American Suzuki Motor Corp. (ASMC), Brea, Calif, has signed a five-year contract for retail services with subsidiaries of Household International, Inc., a subsidiary of HSBC Holdings plc (NYSE: HBC).
Household’s retail services group will handle all consumer financing of motorcycle, ATV and marine outboard motor sales at the dealership level. Using the new credit program, Suzuki’s customers will receive special financing options on their Suzuki product, accessory and service purchases. The partnership between ASMC and Household is scheduled to begin Feb. 1, 2004, with the marine division, and with the motorcycle/ATV division April 1, 2004.
“Household is a leader in the finance industry and we’re very excited about this endeavor,” said ASMC Vice President of Motorcycle/ATV Division Mel Harris. “Our dealers are enthusiastic about this as well and will benefit enormously. We at Suzuki are looking forward to a long and mutually beneficial relationship with Household.”

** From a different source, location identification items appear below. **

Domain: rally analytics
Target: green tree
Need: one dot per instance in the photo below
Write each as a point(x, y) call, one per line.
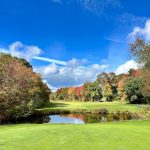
point(133, 88)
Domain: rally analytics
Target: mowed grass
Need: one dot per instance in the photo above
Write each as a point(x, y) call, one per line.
point(130, 135)
point(110, 106)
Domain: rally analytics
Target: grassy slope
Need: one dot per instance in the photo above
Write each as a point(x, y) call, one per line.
point(131, 135)
point(111, 106)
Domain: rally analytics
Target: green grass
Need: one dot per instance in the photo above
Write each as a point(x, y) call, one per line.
point(110, 106)
point(130, 135)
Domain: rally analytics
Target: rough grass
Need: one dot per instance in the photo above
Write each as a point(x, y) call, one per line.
point(110, 106)
point(130, 135)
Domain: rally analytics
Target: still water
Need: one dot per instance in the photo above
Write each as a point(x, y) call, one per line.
point(78, 118)
point(85, 118)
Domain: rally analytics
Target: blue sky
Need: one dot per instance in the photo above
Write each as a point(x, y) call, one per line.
point(71, 41)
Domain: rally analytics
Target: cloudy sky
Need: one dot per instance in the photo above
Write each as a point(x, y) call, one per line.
point(71, 41)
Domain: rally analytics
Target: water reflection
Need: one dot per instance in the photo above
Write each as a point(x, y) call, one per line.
point(59, 119)
point(89, 118)
point(77, 118)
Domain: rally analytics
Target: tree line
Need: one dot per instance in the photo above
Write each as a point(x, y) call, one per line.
point(133, 87)
point(21, 89)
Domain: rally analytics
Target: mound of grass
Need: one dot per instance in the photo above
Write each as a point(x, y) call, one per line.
point(131, 135)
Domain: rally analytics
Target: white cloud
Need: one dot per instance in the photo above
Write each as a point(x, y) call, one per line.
point(144, 32)
point(99, 6)
point(130, 19)
point(50, 60)
point(70, 75)
point(124, 68)
point(20, 50)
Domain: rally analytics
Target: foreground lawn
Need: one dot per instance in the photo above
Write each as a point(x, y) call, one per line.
point(130, 135)
point(111, 106)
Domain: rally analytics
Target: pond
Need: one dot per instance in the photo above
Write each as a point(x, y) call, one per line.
point(78, 118)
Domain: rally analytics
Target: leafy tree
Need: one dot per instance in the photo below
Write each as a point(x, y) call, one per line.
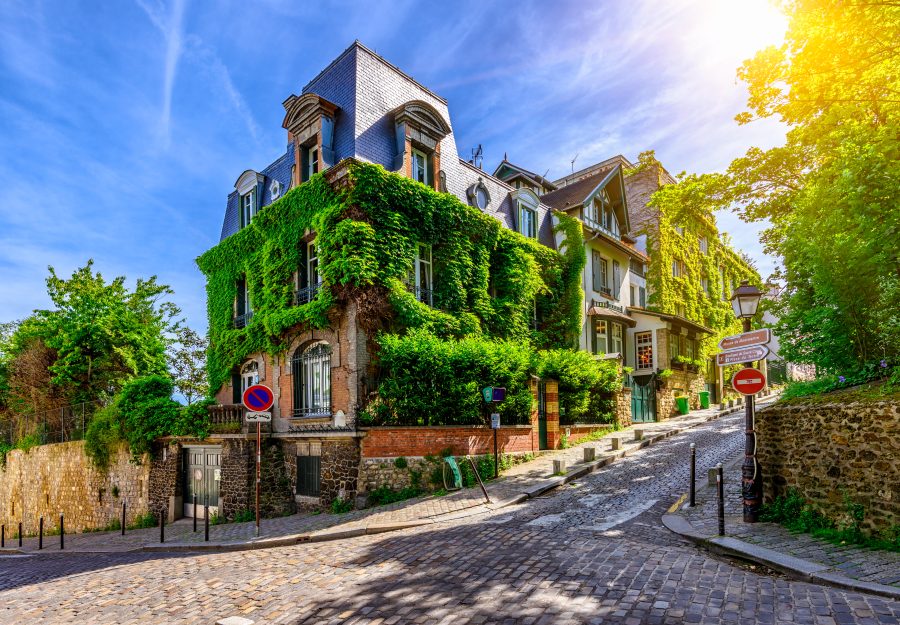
point(187, 363)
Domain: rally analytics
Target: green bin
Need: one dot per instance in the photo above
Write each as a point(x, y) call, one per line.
point(704, 399)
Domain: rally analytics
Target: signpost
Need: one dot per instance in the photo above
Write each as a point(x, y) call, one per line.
point(257, 400)
point(746, 339)
point(748, 381)
point(742, 355)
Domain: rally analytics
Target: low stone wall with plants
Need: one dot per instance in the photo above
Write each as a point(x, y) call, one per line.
point(828, 450)
point(50, 480)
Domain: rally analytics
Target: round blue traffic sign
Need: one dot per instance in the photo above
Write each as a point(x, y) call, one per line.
point(258, 398)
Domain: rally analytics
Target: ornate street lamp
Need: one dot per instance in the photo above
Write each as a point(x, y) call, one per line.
point(745, 302)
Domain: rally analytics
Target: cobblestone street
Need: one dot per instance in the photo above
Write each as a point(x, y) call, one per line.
point(591, 552)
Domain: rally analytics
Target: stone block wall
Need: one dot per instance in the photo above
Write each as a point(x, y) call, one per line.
point(827, 449)
point(53, 479)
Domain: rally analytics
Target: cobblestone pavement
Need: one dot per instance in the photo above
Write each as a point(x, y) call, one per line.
point(592, 552)
point(871, 566)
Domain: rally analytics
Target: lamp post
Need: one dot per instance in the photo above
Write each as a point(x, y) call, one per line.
point(744, 302)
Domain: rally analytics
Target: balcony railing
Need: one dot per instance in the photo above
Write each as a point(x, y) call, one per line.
point(306, 295)
point(604, 304)
point(242, 320)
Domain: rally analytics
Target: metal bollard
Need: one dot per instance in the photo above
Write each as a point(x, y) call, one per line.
point(720, 483)
point(693, 475)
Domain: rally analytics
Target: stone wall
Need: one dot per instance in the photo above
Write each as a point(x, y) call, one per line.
point(827, 449)
point(53, 479)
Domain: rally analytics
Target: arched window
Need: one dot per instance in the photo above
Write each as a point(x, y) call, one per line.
point(311, 368)
point(249, 375)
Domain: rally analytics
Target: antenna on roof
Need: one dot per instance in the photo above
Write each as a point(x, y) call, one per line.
point(477, 156)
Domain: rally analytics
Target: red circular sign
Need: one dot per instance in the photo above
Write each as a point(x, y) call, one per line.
point(748, 381)
point(258, 398)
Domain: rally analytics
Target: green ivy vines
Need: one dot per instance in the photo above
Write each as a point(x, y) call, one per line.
point(488, 280)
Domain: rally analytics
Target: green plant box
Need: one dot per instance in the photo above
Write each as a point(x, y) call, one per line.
point(704, 399)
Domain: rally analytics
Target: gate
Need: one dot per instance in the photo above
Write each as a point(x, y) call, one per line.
point(542, 416)
point(202, 477)
point(643, 398)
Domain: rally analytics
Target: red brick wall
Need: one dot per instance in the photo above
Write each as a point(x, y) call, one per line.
point(391, 442)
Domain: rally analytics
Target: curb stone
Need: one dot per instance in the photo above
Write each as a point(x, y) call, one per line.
point(790, 565)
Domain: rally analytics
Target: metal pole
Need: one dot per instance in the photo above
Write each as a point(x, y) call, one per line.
point(720, 488)
point(478, 477)
point(258, 462)
point(751, 474)
point(693, 475)
point(496, 456)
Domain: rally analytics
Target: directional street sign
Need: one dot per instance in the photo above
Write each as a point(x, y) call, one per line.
point(258, 398)
point(748, 381)
point(747, 339)
point(258, 417)
point(739, 356)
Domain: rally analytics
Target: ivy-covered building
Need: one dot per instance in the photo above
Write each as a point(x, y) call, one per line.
point(368, 222)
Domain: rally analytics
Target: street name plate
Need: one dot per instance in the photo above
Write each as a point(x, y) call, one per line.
point(747, 339)
point(739, 356)
point(258, 417)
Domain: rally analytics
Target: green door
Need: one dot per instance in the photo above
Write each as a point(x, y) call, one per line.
point(643, 398)
point(542, 416)
point(202, 476)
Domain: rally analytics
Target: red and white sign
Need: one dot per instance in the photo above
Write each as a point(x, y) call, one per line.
point(748, 381)
point(258, 398)
point(747, 339)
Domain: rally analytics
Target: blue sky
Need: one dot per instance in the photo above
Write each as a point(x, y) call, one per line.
point(124, 125)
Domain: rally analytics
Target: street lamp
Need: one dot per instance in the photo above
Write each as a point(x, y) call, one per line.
point(745, 302)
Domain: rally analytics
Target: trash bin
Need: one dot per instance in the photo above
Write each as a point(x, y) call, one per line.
point(704, 399)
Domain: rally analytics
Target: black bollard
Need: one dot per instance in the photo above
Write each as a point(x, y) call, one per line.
point(720, 484)
point(693, 475)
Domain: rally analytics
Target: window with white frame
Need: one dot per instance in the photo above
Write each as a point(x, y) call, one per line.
point(421, 167)
point(420, 277)
point(643, 342)
point(311, 370)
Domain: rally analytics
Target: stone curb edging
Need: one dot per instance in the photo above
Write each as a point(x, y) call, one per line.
point(380, 528)
point(795, 567)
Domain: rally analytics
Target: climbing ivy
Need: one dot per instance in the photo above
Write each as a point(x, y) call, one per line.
point(488, 280)
point(682, 216)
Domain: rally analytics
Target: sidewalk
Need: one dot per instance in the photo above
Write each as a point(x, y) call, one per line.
point(517, 484)
point(802, 555)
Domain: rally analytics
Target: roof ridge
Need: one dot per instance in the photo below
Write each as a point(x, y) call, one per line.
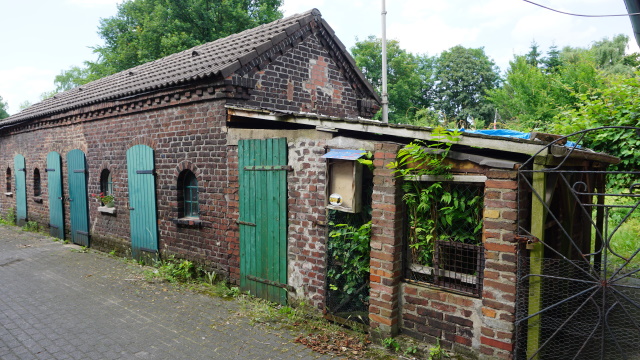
point(204, 60)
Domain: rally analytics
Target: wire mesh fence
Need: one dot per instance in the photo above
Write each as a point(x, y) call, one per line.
point(576, 314)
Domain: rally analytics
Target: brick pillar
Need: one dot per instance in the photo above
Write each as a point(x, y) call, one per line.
point(499, 286)
point(386, 243)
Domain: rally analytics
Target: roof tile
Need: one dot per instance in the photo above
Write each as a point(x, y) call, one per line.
point(220, 57)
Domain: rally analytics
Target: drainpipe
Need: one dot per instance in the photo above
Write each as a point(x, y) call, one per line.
point(385, 98)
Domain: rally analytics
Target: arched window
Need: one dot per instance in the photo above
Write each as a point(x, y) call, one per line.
point(9, 178)
point(189, 195)
point(37, 187)
point(106, 184)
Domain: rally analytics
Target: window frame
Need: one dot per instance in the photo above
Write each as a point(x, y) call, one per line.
point(37, 183)
point(467, 283)
point(106, 182)
point(9, 180)
point(190, 195)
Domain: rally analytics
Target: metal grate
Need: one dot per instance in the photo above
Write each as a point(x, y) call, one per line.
point(445, 236)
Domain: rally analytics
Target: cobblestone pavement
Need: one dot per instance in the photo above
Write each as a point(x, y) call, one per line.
point(59, 303)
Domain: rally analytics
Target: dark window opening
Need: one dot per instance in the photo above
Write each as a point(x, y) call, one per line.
point(8, 178)
point(188, 195)
point(37, 187)
point(106, 184)
point(445, 235)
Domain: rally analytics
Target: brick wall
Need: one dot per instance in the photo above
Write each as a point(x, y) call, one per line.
point(305, 79)
point(386, 243)
point(476, 326)
point(307, 216)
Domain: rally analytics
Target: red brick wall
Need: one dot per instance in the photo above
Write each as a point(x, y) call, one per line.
point(485, 325)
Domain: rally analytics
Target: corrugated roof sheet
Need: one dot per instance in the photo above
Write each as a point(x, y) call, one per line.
point(222, 56)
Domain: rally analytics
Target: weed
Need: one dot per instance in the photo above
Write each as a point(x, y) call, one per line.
point(391, 344)
point(437, 353)
point(9, 218)
point(31, 226)
point(411, 350)
point(211, 277)
point(82, 250)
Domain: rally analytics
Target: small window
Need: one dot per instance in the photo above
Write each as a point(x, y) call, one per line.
point(188, 194)
point(9, 178)
point(37, 187)
point(106, 184)
point(445, 234)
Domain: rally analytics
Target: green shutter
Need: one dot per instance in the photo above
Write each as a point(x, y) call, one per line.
point(78, 197)
point(142, 202)
point(56, 207)
point(21, 189)
point(263, 218)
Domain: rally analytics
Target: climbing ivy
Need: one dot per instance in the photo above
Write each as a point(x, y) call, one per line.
point(349, 247)
point(439, 210)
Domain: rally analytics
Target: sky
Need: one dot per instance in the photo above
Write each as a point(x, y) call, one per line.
point(40, 38)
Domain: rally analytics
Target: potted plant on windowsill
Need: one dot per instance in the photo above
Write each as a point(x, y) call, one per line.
point(107, 202)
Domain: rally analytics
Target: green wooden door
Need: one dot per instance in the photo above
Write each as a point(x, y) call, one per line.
point(21, 189)
point(56, 207)
point(78, 197)
point(263, 218)
point(142, 203)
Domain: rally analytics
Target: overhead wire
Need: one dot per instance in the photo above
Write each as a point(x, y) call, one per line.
point(572, 14)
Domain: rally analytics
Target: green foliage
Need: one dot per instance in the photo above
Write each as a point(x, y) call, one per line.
point(420, 158)
point(436, 210)
point(31, 226)
point(616, 104)
point(391, 344)
point(9, 217)
point(405, 75)
point(174, 270)
point(437, 353)
point(3, 109)
point(145, 30)
point(463, 77)
point(534, 92)
point(349, 246)
point(440, 211)
point(71, 78)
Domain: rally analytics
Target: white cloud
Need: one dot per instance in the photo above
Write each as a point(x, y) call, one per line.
point(21, 84)
point(92, 3)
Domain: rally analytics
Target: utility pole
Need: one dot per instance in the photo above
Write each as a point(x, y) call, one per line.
point(385, 97)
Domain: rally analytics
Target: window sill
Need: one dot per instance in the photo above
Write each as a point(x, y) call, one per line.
point(107, 210)
point(188, 221)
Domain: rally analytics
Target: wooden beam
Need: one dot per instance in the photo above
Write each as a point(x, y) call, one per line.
point(538, 220)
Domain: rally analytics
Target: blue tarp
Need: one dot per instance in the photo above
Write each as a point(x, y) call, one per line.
point(508, 133)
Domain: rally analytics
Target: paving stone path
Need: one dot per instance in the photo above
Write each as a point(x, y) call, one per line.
point(59, 303)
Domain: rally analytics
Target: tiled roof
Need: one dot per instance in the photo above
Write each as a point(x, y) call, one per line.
point(220, 57)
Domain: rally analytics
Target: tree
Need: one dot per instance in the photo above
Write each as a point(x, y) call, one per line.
point(408, 76)
point(552, 62)
point(616, 104)
point(533, 56)
point(528, 97)
point(3, 109)
point(145, 30)
point(74, 77)
point(462, 78)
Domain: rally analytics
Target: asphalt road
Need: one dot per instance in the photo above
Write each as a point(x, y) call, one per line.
point(60, 303)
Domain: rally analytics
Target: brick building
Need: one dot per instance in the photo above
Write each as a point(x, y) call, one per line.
point(215, 154)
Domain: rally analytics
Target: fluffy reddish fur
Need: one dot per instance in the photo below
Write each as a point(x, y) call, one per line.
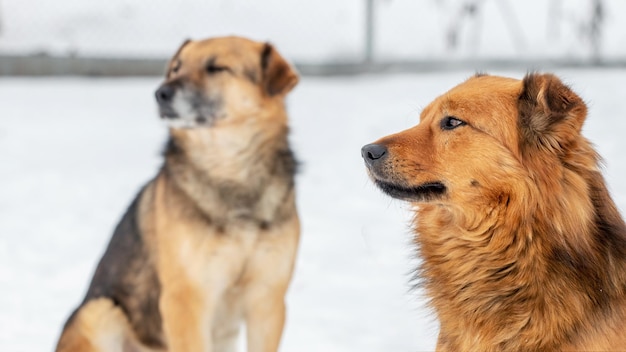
point(525, 250)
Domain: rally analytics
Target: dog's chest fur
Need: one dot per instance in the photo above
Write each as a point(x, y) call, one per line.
point(236, 183)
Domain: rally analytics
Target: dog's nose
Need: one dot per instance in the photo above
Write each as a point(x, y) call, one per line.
point(164, 94)
point(373, 152)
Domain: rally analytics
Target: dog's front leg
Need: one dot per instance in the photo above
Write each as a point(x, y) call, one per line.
point(184, 311)
point(265, 318)
point(269, 273)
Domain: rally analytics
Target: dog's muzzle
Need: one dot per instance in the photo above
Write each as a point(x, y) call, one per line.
point(165, 96)
point(373, 154)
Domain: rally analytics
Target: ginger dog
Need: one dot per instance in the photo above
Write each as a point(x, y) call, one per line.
point(523, 248)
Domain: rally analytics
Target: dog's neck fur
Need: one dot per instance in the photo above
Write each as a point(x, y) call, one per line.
point(233, 176)
point(514, 297)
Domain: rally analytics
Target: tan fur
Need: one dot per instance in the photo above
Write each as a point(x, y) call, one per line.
point(218, 223)
point(524, 250)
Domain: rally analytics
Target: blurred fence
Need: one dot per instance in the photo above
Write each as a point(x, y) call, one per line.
point(134, 37)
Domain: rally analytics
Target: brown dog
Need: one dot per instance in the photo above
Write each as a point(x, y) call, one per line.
point(212, 239)
point(523, 248)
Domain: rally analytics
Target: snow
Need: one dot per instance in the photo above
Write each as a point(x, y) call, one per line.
point(76, 150)
point(323, 30)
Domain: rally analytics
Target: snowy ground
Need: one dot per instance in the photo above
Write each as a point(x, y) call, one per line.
point(322, 30)
point(75, 151)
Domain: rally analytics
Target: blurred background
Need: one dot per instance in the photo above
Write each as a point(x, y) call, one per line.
point(80, 134)
point(321, 33)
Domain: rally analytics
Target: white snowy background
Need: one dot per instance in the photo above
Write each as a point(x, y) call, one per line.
point(76, 150)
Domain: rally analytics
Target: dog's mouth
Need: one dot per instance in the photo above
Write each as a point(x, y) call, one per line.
point(421, 193)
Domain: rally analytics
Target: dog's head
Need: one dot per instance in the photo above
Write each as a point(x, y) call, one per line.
point(481, 140)
point(221, 79)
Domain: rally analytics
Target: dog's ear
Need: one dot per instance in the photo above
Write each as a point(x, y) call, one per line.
point(171, 65)
point(549, 111)
point(279, 77)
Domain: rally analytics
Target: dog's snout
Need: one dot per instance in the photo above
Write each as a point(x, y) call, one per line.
point(164, 94)
point(373, 152)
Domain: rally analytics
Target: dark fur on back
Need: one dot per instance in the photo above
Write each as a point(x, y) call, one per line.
point(126, 274)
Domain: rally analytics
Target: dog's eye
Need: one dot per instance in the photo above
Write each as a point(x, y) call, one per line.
point(212, 68)
point(176, 66)
point(450, 123)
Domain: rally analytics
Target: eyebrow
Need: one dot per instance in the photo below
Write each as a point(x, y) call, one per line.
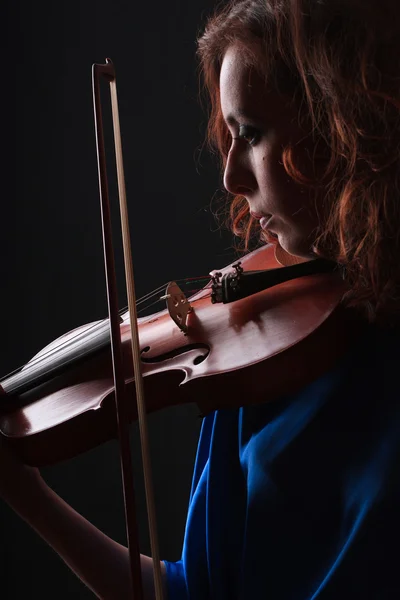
point(232, 118)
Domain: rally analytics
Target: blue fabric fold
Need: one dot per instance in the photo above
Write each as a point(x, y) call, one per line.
point(299, 499)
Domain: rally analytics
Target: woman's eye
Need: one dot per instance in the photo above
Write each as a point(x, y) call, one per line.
point(249, 134)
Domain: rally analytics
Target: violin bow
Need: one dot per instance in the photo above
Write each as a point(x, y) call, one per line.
point(107, 72)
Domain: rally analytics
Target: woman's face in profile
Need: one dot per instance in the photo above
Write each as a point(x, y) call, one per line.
point(261, 124)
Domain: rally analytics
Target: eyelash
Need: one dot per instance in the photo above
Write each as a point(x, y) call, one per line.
point(247, 131)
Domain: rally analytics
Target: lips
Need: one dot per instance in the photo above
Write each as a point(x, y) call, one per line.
point(264, 222)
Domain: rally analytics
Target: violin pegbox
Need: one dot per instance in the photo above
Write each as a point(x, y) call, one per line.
point(178, 305)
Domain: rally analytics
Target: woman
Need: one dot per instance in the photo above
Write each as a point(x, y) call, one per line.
point(298, 498)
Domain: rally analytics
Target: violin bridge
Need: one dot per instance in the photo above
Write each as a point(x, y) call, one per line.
point(178, 305)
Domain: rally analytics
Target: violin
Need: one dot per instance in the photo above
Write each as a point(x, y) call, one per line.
point(248, 333)
point(258, 330)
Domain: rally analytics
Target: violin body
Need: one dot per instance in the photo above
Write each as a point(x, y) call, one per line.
point(254, 350)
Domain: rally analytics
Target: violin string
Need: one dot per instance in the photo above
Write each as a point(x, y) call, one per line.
point(97, 328)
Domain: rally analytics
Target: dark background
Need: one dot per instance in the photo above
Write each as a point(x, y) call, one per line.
point(51, 254)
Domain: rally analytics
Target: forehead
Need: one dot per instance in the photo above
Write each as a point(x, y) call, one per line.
point(244, 93)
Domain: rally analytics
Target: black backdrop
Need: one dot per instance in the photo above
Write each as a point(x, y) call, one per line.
point(51, 255)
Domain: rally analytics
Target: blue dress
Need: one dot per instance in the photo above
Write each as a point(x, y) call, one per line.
point(299, 499)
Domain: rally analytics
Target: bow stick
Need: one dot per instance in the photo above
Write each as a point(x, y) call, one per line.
point(107, 71)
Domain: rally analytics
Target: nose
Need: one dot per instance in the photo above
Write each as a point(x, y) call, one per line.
point(239, 178)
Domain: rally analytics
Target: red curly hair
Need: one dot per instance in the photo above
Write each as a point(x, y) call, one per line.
point(340, 59)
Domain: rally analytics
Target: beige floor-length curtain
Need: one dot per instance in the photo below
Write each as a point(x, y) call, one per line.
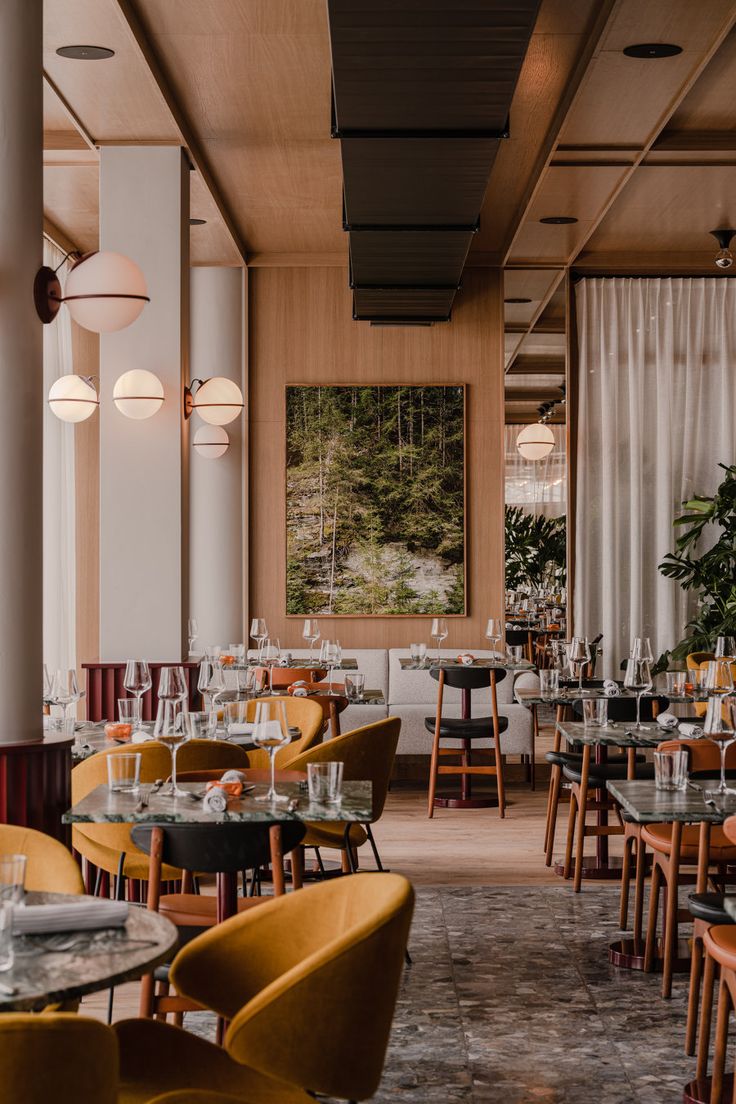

Household International is a wholly-owned subsidiary of HSBC Holdings plc, one of the largest banking and financial services organizations in the world. Through its businesses, Household is a leading provider of consumer loans, credit cards, auto finance and credit insurance products in the United States, United Kingdom and Canada.
In the United States, Household operates under the two oldest and most recognized names in consumer finance – HFC and Beneficial.
Additionally, Household is one of the nation’s largest issuers of private label and general-purpose credit cards, including The GM Card and the AFL-CIO’s Union Plus card. For more information, visit the company’s Web site at www.household.com.
CONCEPT RECUMBENT G-STRIDER
In other Suzuki news, the company is showing its concept recumbent (feet-forward) motorcycle: the G-Strider. Powered by a 916cc, four-stroke, liquid-cooled, DOHC, parallel twin engine, the G-Strider uses a center-hub steering system and front swingarm, and the same Suzuki Electronically-controlled Continuously Variable Transmission (SECVT) found on the Burgman 650 scooter.
A concept, the G-Strider isn’t to be built for consumers. While certain items may find a way into production motorcycles, Suzuki says the G-Strider serves largely as a study.
Features include an intelligent keyless ignition system and an intelligent cornering lamp system, which uses microprocessors to sense the motorcycle’s bank and handlebar angle to illuminate the road on the inside of the turn. Futuristic safety features on the Suzuki G-Strider include two rear-facing cameras mounted in the rear lighting system, which feed video images to the rear view monitors, replacing conventional mirrors. A tank-mounted console with trackball control operates the technology.